What Is a Search Engine?
A search engine indexes a corpus of documents and retrieves the most relevant results for a query in milliseconds. Examples: Google Search, Elasticsearch, Algolia. Core challenges: inverted index construction at scale, query processing (tokenization, stemming, ranking), and relevance ranking (BM25, PageRank, ML re-ranking). This complements the web crawler design — this post covers the query-time retrieval side.
System Requirements
Functional
- Index documents: tokenize, stem, build inverted index
- Search: return top-K relevant documents for a query
- Support: phrase search, boolean operators (AND/OR/NOT), filters
- Spell correction and query suggestion
- Search latency <100ms at P99
Non-Functional
- 100B documents indexed, 10K queries/second
- Index updates propagated within 60 seconds of document change
Inverted Index
An inverted index maps each term to the list of documents containing it (postings list):
term → [(doc_id, tf, positions), ...]
"python" → [(doc1, tf=3, [5,12,45]), (doc5, tf=1, [7]), ...]
"interview" → [(doc1, tf=2, [8,20]), (doc3, tf=5, [1,2,3,4,5]), ...]
tf = term frequency (occurrences of the term in the document).
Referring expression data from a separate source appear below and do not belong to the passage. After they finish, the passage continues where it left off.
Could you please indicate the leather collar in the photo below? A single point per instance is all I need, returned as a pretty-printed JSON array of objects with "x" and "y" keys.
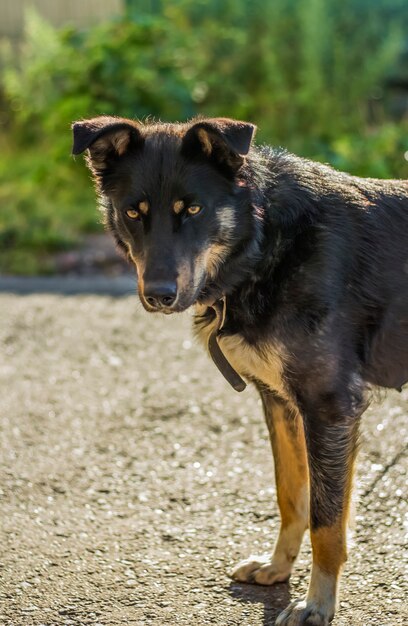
[{"x": 224, "y": 366}]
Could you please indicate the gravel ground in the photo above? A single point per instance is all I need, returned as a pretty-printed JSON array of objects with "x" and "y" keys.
[{"x": 132, "y": 478}]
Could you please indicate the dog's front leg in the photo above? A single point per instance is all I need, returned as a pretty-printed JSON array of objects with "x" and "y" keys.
[
  {"x": 331, "y": 452},
  {"x": 291, "y": 473}
]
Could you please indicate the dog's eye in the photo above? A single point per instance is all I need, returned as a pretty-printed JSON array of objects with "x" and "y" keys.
[
  {"x": 133, "y": 214},
  {"x": 194, "y": 209}
]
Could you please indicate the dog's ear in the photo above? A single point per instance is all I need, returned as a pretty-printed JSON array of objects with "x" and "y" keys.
[
  {"x": 220, "y": 139},
  {"x": 105, "y": 137}
]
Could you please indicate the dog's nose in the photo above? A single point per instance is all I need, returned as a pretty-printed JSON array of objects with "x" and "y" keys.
[{"x": 160, "y": 293}]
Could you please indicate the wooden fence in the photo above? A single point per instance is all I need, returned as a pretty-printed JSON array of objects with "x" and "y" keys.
[{"x": 58, "y": 12}]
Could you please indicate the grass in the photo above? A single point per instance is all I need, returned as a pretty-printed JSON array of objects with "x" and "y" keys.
[{"x": 46, "y": 205}]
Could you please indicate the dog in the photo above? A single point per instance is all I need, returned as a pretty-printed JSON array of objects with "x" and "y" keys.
[{"x": 298, "y": 275}]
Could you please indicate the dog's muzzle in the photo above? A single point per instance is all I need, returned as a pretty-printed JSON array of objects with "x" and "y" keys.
[{"x": 160, "y": 294}]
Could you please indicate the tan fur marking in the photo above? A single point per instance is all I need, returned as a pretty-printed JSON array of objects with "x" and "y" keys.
[
  {"x": 214, "y": 257},
  {"x": 120, "y": 141},
  {"x": 144, "y": 207},
  {"x": 178, "y": 206},
  {"x": 265, "y": 364},
  {"x": 289, "y": 450},
  {"x": 205, "y": 141},
  {"x": 226, "y": 220}
]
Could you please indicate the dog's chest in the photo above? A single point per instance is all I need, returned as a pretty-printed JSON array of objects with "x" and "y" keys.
[{"x": 263, "y": 362}]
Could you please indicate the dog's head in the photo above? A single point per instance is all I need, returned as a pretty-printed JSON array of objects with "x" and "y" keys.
[{"x": 174, "y": 198}]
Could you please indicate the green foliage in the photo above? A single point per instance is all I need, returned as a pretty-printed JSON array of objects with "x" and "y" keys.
[{"x": 309, "y": 73}]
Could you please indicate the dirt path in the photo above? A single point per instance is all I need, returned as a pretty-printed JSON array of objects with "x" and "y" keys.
[{"x": 132, "y": 478}]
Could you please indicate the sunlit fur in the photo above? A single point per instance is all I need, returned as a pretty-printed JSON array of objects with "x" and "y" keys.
[{"x": 313, "y": 267}]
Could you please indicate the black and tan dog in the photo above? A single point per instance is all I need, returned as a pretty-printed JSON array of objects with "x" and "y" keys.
[{"x": 299, "y": 279}]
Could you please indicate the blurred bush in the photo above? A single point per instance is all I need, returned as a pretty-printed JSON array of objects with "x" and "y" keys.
[{"x": 309, "y": 73}]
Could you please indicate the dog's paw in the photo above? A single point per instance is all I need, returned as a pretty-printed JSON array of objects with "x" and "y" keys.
[
  {"x": 260, "y": 571},
  {"x": 303, "y": 613}
]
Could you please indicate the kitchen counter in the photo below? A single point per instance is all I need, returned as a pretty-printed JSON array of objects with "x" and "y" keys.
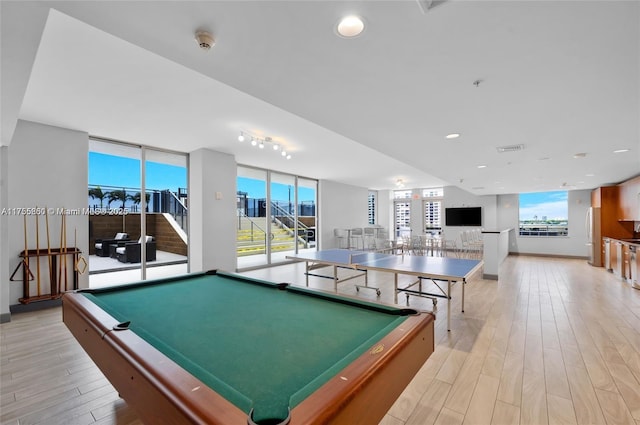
[{"x": 623, "y": 260}]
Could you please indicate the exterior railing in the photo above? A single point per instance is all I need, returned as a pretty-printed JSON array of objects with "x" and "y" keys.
[{"x": 129, "y": 199}]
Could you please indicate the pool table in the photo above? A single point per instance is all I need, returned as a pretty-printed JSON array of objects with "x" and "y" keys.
[{"x": 221, "y": 348}]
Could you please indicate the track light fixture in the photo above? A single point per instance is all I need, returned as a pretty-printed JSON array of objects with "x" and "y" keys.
[{"x": 261, "y": 142}]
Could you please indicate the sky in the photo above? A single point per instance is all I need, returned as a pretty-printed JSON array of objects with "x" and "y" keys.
[
  {"x": 109, "y": 170},
  {"x": 553, "y": 205},
  {"x": 279, "y": 192}
]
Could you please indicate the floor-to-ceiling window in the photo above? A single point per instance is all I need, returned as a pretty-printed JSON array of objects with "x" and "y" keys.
[
  {"x": 138, "y": 213},
  {"x": 276, "y": 216},
  {"x": 432, "y": 205},
  {"x": 402, "y": 213}
]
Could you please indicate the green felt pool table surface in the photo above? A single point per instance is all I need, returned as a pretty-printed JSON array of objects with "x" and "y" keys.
[{"x": 264, "y": 347}]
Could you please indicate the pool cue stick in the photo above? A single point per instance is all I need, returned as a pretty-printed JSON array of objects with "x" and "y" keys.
[
  {"x": 25, "y": 260},
  {"x": 61, "y": 256},
  {"x": 52, "y": 273},
  {"x": 65, "y": 252},
  {"x": 38, "y": 253}
]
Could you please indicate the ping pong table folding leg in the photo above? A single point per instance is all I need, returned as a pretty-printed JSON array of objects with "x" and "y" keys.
[{"x": 464, "y": 282}]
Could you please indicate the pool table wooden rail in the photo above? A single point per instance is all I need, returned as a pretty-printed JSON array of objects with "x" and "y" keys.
[{"x": 162, "y": 392}]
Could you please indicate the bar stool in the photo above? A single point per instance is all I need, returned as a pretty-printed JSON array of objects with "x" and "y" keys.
[{"x": 356, "y": 238}]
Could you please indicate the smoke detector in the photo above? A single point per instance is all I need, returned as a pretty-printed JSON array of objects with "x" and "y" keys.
[
  {"x": 205, "y": 40},
  {"x": 511, "y": 148}
]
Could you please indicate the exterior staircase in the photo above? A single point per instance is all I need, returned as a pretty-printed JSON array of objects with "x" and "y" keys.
[{"x": 251, "y": 237}]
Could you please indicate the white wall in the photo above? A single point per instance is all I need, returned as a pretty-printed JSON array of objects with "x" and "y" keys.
[
  {"x": 340, "y": 206},
  {"x": 46, "y": 167},
  {"x": 4, "y": 236},
  {"x": 212, "y": 211},
  {"x": 500, "y": 212},
  {"x": 456, "y": 197},
  {"x": 572, "y": 245}
]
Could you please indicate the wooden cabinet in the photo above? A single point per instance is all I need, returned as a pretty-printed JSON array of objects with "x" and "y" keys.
[
  {"x": 608, "y": 200},
  {"x": 626, "y": 262},
  {"x": 616, "y": 258},
  {"x": 606, "y": 242}
]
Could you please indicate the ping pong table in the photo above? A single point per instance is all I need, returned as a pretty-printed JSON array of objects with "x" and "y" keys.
[{"x": 435, "y": 269}]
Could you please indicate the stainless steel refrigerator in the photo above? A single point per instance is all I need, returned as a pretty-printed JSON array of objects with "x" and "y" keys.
[{"x": 594, "y": 237}]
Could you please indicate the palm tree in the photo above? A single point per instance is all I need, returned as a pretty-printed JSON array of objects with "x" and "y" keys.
[
  {"x": 97, "y": 193},
  {"x": 117, "y": 195},
  {"x": 137, "y": 198}
]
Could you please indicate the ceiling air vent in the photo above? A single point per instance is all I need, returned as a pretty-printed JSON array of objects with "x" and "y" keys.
[{"x": 512, "y": 148}]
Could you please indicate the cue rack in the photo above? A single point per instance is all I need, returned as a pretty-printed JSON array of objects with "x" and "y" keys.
[{"x": 64, "y": 265}]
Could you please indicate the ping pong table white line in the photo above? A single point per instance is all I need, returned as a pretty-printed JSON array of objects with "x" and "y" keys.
[{"x": 316, "y": 264}]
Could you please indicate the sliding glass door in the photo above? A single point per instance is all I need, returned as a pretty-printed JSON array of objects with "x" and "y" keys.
[
  {"x": 138, "y": 213},
  {"x": 276, "y": 216}
]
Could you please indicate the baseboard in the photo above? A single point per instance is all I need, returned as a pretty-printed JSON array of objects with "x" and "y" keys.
[
  {"x": 530, "y": 254},
  {"x": 37, "y": 305}
]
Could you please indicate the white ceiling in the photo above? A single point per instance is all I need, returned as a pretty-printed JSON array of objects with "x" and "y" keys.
[{"x": 559, "y": 77}]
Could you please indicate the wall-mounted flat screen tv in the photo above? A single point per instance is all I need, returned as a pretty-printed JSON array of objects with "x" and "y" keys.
[{"x": 468, "y": 216}]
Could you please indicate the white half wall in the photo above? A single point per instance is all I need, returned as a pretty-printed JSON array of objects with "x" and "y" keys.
[
  {"x": 47, "y": 168},
  {"x": 340, "y": 206},
  {"x": 212, "y": 211},
  {"x": 573, "y": 245}
]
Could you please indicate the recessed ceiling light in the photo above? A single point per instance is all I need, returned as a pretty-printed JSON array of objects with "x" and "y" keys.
[{"x": 350, "y": 26}]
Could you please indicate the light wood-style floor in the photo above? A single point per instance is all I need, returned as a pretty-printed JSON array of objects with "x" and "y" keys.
[{"x": 553, "y": 341}]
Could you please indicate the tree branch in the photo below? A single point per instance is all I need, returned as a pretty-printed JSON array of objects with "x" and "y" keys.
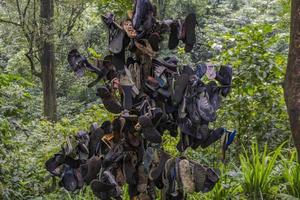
[{"x": 10, "y": 22}]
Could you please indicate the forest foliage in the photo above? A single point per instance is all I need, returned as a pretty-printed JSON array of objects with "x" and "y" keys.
[{"x": 252, "y": 36}]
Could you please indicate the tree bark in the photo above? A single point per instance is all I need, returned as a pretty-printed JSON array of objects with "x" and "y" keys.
[
  {"x": 48, "y": 59},
  {"x": 292, "y": 78}
]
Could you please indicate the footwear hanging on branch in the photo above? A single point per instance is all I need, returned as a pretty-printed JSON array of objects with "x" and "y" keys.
[{"x": 150, "y": 97}]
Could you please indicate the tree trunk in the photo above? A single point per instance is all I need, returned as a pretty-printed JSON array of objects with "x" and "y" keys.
[
  {"x": 292, "y": 79},
  {"x": 48, "y": 59}
]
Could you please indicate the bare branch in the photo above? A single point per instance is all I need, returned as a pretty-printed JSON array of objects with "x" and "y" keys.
[
  {"x": 25, "y": 9},
  {"x": 73, "y": 18},
  {"x": 10, "y": 22},
  {"x": 32, "y": 66}
]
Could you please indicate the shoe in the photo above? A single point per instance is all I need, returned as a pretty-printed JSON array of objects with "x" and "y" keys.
[
  {"x": 116, "y": 34},
  {"x": 52, "y": 165},
  {"x": 173, "y": 38},
  {"x": 210, "y": 72},
  {"x": 91, "y": 169},
  {"x": 227, "y": 140},
  {"x": 69, "y": 180},
  {"x": 186, "y": 176},
  {"x": 127, "y": 26},
  {"x": 180, "y": 85},
  {"x": 154, "y": 40},
  {"x": 213, "y": 92},
  {"x": 189, "y": 32},
  {"x": 142, "y": 180},
  {"x": 200, "y": 70},
  {"x": 143, "y": 9},
  {"x": 205, "y": 108},
  {"x": 156, "y": 173},
  {"x": 129, "y": 167},
  {"x": 109, "y": 102},
  {"x": 224, "y": 76},
  {"x": 149, "y": 131},
  {"x": 76, "y": 62},
  {"x": 95, "y": 139}
]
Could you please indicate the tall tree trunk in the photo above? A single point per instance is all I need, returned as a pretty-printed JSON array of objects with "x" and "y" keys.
[
  {"x": 292, "y": 79},
  {"x": 48, "y": 59}
]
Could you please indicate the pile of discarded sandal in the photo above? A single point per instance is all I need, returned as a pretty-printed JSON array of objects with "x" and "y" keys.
[{"x": 149, "y": 96}]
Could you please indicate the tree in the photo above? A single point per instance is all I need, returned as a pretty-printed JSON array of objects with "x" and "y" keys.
[
  {"x": 292, "y": 78},
  {"x": 48, "y": 59}
]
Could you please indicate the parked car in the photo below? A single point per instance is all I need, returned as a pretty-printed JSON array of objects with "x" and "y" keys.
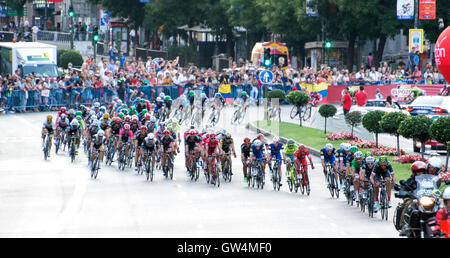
[
  {"x": 429, "y": 105},
  {"x": 377, "y": 104}
]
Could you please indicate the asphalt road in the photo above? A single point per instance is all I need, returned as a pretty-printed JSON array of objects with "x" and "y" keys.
[{"x": 56, "y": 198}]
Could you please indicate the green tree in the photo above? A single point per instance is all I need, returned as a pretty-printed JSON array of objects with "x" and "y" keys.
[
  {"x": 327, "y": 110},
  {"x": 298, "y": 99},
  {"x": 353, "y": 119},
  {"x": 390, "y": 123},
  {"x": 416, "y": 127},
  {"x": 440, "y": 131},
  {"x": 371, "y": 121}
]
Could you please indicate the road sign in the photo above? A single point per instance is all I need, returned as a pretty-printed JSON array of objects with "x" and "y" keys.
[{"x": 266, "y": 76}]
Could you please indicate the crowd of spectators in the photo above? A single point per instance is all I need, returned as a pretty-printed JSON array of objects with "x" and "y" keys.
[{"x": 128, "y": 78}]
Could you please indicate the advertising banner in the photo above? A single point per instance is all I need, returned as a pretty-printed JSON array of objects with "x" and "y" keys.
[
  {"x": 427, "y": 9},
  {"x": 311, "y": 8},
  {"x": 416, "y": 39},
  {"x": 405, "y": 9},
  {"x": 398, "y": 92}
]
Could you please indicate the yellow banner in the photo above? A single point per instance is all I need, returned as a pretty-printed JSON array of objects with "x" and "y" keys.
[{"x": 225, "y": 88}]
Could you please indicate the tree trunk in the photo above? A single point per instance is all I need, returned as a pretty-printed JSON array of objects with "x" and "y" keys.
[
  {"x": 351, "y": 51},
  {"x": 422, "y": 152},
  {"x": 376, "y": 140},
  {"x": 380, "y": 50}
]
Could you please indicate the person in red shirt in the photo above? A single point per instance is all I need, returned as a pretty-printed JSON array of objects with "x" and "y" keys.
[
  {"x": 300, "y": 158},
  {"x": 444, "y": 213},
  {"x": 361, "y": 96},
  {"x": 346, "y": 101}
]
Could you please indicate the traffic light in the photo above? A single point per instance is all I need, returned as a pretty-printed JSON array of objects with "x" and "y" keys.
[
  {"x": 95, "y": 36},
  {"x": 267, "y": 58},
  {"x": 71, "y": 12}
]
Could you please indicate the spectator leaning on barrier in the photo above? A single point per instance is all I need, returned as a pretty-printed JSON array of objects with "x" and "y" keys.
[
  {"x": 361, "y": 96},
  {"x": 346, "y": 101}
]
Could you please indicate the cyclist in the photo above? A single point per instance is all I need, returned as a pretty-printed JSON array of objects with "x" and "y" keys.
[
  {"x": 245, "y": 154},
  {"x": 125, "y": 136},
  {"x": 139, "y": 139},
  {"x": 365, "y": 172},
  {"x": 74, "y": 131},
  {"x": 316, "y": 98},
  {"x": 344, "y": 159},
  {"x": 289, "y": 155},
  {"x": 167, "y": 142},
  {"x": 227, "y": 144},
  {"x": 192, "y": 141},
  {"x": 212, "y": 148},
  {"x": 355, "y": 168},
  {"x": 383, "y": 169},
  {"x": 328, "y": 155},
  {"x": 300, "y": 159},
  {"x": 150, "y": 146},
  {"x": 257, "y": 155},
  {"x": 48, "y": 128},
  {"x": 97, "y": 146},
  {"x": 61, "y": 126},
  {"x": 204, "y": 99},
  {"x": 275, "y": 151}
]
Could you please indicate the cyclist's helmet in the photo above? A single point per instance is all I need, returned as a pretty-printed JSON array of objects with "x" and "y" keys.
[
  {"x": 74, "y": 123},
  {"x": 301, "y": 147},
  {"x": 359, "y": 155},
  {"x": 435, "y": 162},
  {"x": 370, "y": 160},
  {"x": 418, "y": 167},
  {"x": 329, "y": 146},
  {"x": 347, "y": 147},
  {"x": 100, "y": 133}
]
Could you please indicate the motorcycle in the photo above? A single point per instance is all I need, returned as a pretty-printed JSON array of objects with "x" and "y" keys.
[{"x": 423, "y": 208}]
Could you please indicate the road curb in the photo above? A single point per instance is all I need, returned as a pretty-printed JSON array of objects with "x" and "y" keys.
[{"x": 252, "y": 127}]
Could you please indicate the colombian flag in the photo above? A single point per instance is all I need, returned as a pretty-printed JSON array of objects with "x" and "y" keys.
[{"x": 225, "y": 90}]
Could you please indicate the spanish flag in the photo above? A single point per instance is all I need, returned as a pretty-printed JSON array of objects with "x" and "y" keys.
[{"x": 225, "y": 90}]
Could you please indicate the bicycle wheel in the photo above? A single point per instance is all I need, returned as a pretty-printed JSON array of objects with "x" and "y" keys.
[
  {"x": 331, "y": 183},
  {"x": 294, "y": 112},
  {"x": 307, "y": 112}
]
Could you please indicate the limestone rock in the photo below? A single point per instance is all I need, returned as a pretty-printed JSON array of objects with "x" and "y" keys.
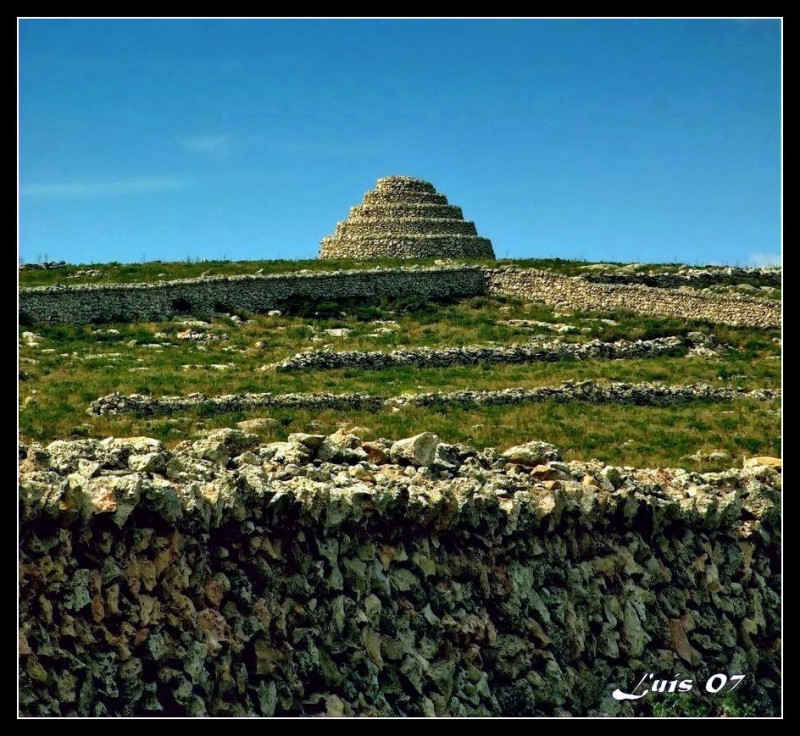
[
  {"x": 419, "y": 451},
  {"x": 532, "y": 453},
  {"x": 405, "y": 217}
]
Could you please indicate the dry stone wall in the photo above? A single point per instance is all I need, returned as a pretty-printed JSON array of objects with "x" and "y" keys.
[
  {"x": 693, "y": 277},
  {"x": 259, "y": 293},
  {"x": 256, "y": 293},
  {"x": 405, "y": 218},
  {"x": 330, "y": 576},
  {"x": 509, "y": 354},
  {"x": 575, "y": 293}
]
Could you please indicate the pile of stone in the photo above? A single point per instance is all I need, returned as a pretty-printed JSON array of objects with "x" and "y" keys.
[
  {"x": 644, "y": 394},
  {"x": 533, "y": 352},
  {"x": 575, "y": 293},
  {"x": 46, "y": 266},
  {"x": 405, "y": 217},
  {"x": 693, "y": 277},
  {"x": 328, "y": 575}
]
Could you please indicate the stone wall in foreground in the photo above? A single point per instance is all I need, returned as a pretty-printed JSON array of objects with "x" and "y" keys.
[
  {"x": 156, "y": 301},
  {"x": 326, "y": 575},
  {"x": 576, "y": 293}
]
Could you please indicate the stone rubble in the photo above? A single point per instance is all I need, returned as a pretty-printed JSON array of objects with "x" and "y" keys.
[
  {"x": 512, "y": 354},
  {"x": 223, "y": 577}
]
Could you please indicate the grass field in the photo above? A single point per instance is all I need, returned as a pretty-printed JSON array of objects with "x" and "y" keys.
[
  {"x": 66, "y": 367},
  {"x": 155, "y": 271}
]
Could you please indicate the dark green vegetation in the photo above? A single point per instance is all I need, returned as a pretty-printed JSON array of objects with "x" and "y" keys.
[
  {"x": 154, "y": 271},
  {"x": 64, "y": 368}
]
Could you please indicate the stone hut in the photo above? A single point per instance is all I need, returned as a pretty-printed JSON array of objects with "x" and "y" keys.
[{"x": 405, "y": 217}]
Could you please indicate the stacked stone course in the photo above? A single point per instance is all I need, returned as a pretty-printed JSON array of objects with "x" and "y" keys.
[{"x": 405, "y": 218}]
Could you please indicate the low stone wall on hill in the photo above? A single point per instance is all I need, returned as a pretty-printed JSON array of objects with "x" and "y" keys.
[
  {"x": 257, "y": 293},
  {"x": 326, "y": 575},
  {"x": 641, "y": 394},
  {"x": 576, "y": 293},
  {"x": 86, "y": 303}
]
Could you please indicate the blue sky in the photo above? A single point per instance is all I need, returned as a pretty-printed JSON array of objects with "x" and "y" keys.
[{"x": 605, "y": 140}]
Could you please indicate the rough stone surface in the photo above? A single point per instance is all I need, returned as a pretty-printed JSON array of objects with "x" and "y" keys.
[
  {"x": 419, "y": 450},
  {"x": 576, "y": 293},
  {"x": 474, "y": 354},
  {"x": 657, "y": 394},
  {"x": 321, "y": 588},
  {"x": 532, "y": 453},
  {"x": 154, "y": 302},
  {"x": 261, "y": 293},
  {"x": 405, "y": 217}
]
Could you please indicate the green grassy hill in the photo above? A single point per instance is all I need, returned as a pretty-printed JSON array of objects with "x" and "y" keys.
[{"x": 64, "y": 368}]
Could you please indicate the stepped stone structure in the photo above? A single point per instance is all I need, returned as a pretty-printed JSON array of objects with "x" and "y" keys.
[{"x": 405, "y": 217}]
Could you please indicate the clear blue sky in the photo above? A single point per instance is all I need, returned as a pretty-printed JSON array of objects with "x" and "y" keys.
[{"x": 618, "y": 140}]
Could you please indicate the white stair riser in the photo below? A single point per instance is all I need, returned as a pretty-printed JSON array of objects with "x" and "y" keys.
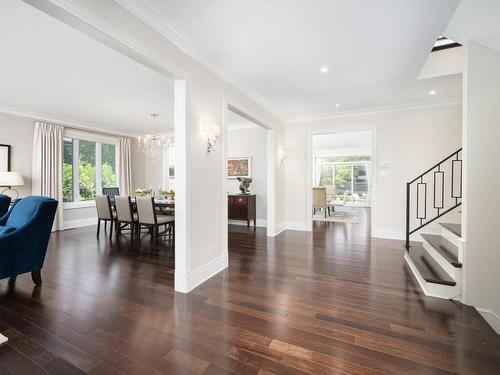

Positions enable phrase search (“python interview” = “python” and “interview” are adjacent). The index is stored as sorted arrays of doc_ids (for fast intersection via merge).
Query Processing
Query: "python interview tips"
1. Tokenize: ["python", "interview", "tips"]
2. Normalize: lowercase, stem ("tips" → "tip")
3. Lookup each term's postings list
4. Intersect (AND query): merge sorted doc_id lists
5. Score each surviving document with BM25
6. Return top-K by score
Postings list intersection: merge two sorted lists in O(N1 + N2). For AND of multiple terms: start with the shortest postings list (most selective term), intersect incrementally. Phrase search: after AND intersection, verify positions are adjacent.
BM25 Ranking Formula
BM25(d, q) = sum over terms t in q:
IDF(t) * (tf(t,d) * (k1+1)) / (tf(t,d) + k1*(1 - b + b*|d|/avgdl))
IDF(t) = log((N - df(t) + 0.5) / (df(t) + 0.5))
IDF (Inverse Document Frequency): terms appearing in fewer documents are more informative (higher weight). TF normalization: document length normalization (b parameter, typically 0.75) prevents long documents from dominating just by containing more words. k1 (typically 1.5) controls TF saturation — repeated occurrences have diminishing returns. BM25 is the standard baseline ranking function, outperforming TF-IDF.
Distributed Index Architecture
100B docs / 1K docs per shard = 100M shards (too many)
100B docs / 1M docs per shard = 100K shards (more realistic)
Query fan-out:
Query → Query Router → N index shards (parallel)
← top-K results from each shard
Merge and re-rank ← aggregate top-K globally
Each shard independently scores and returns its top-K. The query router merges results from all shards (heap merge) and returns the global top-K. Sharding by document ID (random) ensures even distribution. Replication: each shard has 3 replicas for availability and read throughput.
Index Updates
New documents: write to a small in-memory “delta index” that is merged with the main index periodically (segment merge, like Lucene/Elasticsearch). Deleted documents: mark as deleted in a tombstone list; filter from results until the next full merge. This write-optimized approach avoids expensive random updates to the main index.
Spell Correction
Edit distance (Levenshtein) to find dictionary words within distance 1 or 2 from the query term. At scale: BK-tree or SymSpell for O(1) lookup per query. “Did you mean” shown when the query has zero or few results and a correction produces significantly more.
ML Re-Ranking
After BM25 retrieves the top-100 candidates: a neural re-ranker (BERT, cross-encoder) re-scores the query-document pairs using semantic understanding. Expensive (O(100ms) per query for BERT inference) — only applied to the top-100 BM25 results, not all documents. This two-stage approach combines BM25 efficiency with ML accuracy.
Interview Tips
- Inverted index is the foundational data structure — describe it before anything else.
- BM25 > TF-IDF — know the formula and what each term does.
- Two-stage ranking: BM25 for recall, ML re-ranker for precision.
- Shard fan-out with per-shard top-K and global merge is the distributed query pattern.